El gobierno de la Provincia de Buenos Aires, encabezado por Axel Kicillof, comenzó a endurecer su postura frente a la administración de Javier Milei por las modificaciones impulsadas en las tarifas de energía eléctrica.
Según informó Política Argentina, funcionarios bonaerenses consideran que los nuevos cambios regulatorios impulsados por Nación podrían generar fuertes aumentos en las facturas de luz para usuarios residenciales, comerciales e industriales.
Desde la provincia sostienen que las medidas nacionales afectan especialmente a sectores medios y populares que ya vienen soportando fuertes incrementos tarifarios durante el último año. El gobierno bonaerense advirtió además que la situación podría agravar problemas de morosidad y dificultades de pago en hogares vulnerables.
El conflicto gira principalmente alrededor de modificaciones vinculadas a subsidios energéticos, estructura de distribución y costos mayoristas de generación eléctrica. La administración provincial teme que las nuevas resoluciones nacionales impacten directamente sobre las boletas de millones de usuarios bonaerenses.
Funcionarios cercanos a Kicillof señalaron que la provincia analiza alternativas administrativas y judiciales para intentar limitar el impacto de las medidas impulsadas desde la Secretaría de Energía nacional. También buscan coordinar posiciones con otros gobernadores preocupados por el aumento tarifario.
La tensión entre Nación y Provincia por el esquema energético viene creciendo desde hace meses. El gobierno libertario impulsa una reducción gradual de subsidios como parte de su programa de ajuste fiscal, mientras distintas provincias cuestionan el impacto social y económico de los aumentos.
Desde la Casa Rosada sostienen que el sistema tarifario heredado resultaba fiscalmente insostenible y afirman que las tarifas energéticas deben reflejar costos reales de producción y distribución. Funcionarios nacionales aseguran además que los subsidios continuarán únicamente para sectores vulnerables mediante esquemas focalizados.
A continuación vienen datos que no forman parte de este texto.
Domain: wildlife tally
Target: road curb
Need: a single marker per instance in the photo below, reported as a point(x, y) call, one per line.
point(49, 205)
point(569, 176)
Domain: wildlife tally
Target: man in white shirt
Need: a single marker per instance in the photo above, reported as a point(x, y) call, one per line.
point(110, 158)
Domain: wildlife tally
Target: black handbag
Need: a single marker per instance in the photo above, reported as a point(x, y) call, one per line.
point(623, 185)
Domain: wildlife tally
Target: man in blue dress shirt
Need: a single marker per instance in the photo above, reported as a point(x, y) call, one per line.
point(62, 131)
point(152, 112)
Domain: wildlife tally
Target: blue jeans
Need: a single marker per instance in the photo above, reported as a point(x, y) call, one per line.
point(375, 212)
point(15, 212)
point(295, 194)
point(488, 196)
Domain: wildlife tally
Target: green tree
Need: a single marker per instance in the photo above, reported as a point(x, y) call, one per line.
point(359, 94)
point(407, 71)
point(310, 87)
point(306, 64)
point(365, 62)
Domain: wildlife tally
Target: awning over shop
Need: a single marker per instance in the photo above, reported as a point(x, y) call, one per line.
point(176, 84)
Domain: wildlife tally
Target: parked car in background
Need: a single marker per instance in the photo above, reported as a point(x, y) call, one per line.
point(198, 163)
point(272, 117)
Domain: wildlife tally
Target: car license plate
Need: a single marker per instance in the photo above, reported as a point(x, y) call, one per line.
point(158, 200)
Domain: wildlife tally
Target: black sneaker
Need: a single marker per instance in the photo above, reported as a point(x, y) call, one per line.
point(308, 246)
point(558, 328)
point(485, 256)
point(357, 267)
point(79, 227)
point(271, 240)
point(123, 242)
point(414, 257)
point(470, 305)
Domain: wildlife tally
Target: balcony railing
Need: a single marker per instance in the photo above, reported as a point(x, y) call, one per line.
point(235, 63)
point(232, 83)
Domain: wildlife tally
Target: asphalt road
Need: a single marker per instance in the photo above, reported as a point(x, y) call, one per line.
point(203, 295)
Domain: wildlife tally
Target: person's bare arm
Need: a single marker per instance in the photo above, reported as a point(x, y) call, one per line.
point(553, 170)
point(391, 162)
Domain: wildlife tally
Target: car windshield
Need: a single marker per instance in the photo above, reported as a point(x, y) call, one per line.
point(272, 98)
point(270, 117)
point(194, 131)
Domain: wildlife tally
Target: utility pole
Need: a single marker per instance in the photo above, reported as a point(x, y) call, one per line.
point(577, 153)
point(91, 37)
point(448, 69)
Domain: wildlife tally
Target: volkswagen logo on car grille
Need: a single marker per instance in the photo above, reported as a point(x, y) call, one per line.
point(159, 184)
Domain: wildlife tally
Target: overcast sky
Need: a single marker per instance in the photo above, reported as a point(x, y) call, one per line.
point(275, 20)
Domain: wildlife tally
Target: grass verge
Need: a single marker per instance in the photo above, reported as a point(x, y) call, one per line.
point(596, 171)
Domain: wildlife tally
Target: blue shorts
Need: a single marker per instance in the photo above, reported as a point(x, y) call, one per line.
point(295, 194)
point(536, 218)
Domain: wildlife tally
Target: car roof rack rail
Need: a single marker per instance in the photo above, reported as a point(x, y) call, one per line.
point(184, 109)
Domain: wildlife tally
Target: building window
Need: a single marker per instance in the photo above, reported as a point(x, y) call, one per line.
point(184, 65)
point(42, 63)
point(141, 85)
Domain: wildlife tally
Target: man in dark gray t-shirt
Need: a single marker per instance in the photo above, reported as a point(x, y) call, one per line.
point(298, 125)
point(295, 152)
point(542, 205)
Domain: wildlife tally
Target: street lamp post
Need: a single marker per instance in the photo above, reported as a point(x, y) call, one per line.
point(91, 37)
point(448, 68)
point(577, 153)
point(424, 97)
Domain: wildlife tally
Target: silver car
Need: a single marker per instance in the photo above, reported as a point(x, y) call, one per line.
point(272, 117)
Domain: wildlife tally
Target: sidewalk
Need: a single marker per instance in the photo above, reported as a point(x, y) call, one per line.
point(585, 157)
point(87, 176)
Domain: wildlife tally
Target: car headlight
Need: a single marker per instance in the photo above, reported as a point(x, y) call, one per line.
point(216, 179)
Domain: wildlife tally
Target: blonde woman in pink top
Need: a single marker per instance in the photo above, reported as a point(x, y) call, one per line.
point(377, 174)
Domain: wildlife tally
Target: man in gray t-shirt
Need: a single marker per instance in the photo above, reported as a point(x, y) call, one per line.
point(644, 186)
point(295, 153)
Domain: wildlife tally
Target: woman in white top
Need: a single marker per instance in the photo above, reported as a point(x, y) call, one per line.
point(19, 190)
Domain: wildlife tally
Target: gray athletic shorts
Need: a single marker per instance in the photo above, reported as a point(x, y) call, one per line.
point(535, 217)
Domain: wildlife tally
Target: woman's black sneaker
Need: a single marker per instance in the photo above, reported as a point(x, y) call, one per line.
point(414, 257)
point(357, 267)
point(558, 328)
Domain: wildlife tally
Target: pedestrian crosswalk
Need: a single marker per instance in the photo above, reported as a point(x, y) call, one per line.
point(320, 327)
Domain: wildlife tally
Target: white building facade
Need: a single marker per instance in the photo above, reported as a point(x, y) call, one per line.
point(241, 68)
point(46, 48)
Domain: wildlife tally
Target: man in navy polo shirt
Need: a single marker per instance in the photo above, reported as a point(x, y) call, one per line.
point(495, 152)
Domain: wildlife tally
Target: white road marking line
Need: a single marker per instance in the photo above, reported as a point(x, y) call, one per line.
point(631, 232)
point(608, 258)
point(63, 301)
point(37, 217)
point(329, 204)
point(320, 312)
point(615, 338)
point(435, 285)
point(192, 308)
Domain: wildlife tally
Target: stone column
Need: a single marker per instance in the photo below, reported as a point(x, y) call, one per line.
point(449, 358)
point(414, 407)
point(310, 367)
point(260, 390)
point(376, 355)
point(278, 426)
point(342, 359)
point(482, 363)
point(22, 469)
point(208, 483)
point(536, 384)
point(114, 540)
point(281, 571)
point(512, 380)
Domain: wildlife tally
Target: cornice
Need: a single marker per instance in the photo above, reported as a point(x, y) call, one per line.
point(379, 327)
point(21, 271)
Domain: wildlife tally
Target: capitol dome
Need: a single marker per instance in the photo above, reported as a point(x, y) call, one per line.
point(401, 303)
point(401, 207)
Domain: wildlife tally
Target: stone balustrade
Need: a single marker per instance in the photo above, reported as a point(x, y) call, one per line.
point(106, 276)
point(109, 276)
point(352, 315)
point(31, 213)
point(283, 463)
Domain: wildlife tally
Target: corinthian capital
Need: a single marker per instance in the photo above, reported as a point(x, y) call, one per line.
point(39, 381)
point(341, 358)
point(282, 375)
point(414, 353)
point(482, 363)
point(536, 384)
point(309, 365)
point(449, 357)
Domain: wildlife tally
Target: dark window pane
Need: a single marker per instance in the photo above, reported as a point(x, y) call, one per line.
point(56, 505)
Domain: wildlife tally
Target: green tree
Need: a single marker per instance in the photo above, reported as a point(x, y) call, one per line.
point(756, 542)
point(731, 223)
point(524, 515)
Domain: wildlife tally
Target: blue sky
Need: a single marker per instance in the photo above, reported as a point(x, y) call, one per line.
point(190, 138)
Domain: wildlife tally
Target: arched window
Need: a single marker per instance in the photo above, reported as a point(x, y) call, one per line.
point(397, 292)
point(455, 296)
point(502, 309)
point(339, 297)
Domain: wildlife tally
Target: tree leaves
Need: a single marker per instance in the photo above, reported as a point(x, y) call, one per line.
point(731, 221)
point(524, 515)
Sin embargo, gobernadores opositores y organizaciones de consumidores advierten que las subas de luz y gas ya afectan fuertemente la economía familiar y el funcionamiento de pequeñas empresas. Distintos sectores vienen denunciando facturas con incrementos muy superiores a la evolución salarial.
En la provincia de Buenos Aires, el tema adquiere además fuerte sensibilidad política debido a la magnitud del padrón de usuarios y el peso económico del conurbano bonaerense. El gobierno provincial busca evitar que nuevas subas profundicen el malestar social en uno de los principales distritos del país.
El enfrentamiento por las tarifas energéticas aparece así como un nuevo capítulo dentro de la creciente disputa entre Axel Kicillof y Javier Milei. Mientras Nación insiste con profundizar el ajuste fiscal, varias provincias comienzan a mostrar resistencia frente al impacto social de las medidas económicas impulsadas por el oficialismo.